Aujourd’hui préservés, ils sont plus souvent utilisés pour des activités touristiques et de loisirs que pour le labeur agricole.

Diversité génétique

C’est aussi le cas du cheval castillonnais qui compte une dizaine de naissances par an, avec seulement 500 spécimens au total en France. « Depuis une vingtaine d’années, nous travaillons pour relancer cette race très menacée. C’est important de valoriser les spécificités de chaque région. Elevé des chevaux de race locale, c’est cohérent car elles sont adaptées et cela fait vivre du monde », renchérit Fabrice Bourrianne, éleveur en Ariège pour qui « c’est un patrimoine vivant à connaître et protéger ».

Pour valoriser ses bêtes, il travaille avec les villes. Ses chevaux ont ainsi participé pendant plusieurs mois à la collecte des cartons des commerçants à Saint-Girons, régulièrement ils tirent le traîneau du Père Noël ou travaillent dans les vignes.

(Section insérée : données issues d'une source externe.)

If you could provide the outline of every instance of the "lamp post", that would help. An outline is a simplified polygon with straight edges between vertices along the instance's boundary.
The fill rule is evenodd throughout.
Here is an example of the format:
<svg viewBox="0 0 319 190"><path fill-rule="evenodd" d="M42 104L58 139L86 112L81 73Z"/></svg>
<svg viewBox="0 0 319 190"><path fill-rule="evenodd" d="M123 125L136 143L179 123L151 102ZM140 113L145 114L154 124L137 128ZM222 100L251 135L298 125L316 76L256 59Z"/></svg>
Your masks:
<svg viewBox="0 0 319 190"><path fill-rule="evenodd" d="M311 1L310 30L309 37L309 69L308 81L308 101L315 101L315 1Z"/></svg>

Les ânes de Pyrénées de Nicolas Salviac font de l’écopâturage ou des sorties randonnées. Chaque année, on ne dénombre pas plus de 90 naissances de cette espèce petite et trapue. « C’est l’une des races les plus anciennes qui est à l’origine d’autres se trouvant aux Etats-Unis ou en Espagne, les sauvegarder permet de conserver un patrimoine génétique. Il y a un intérêt touristique à travailler avec une race locale. Quand vous allez faire une randonnée en Camargue, vous voulez que ce soit avec des chevaux camarguais », insiste l’éleveur.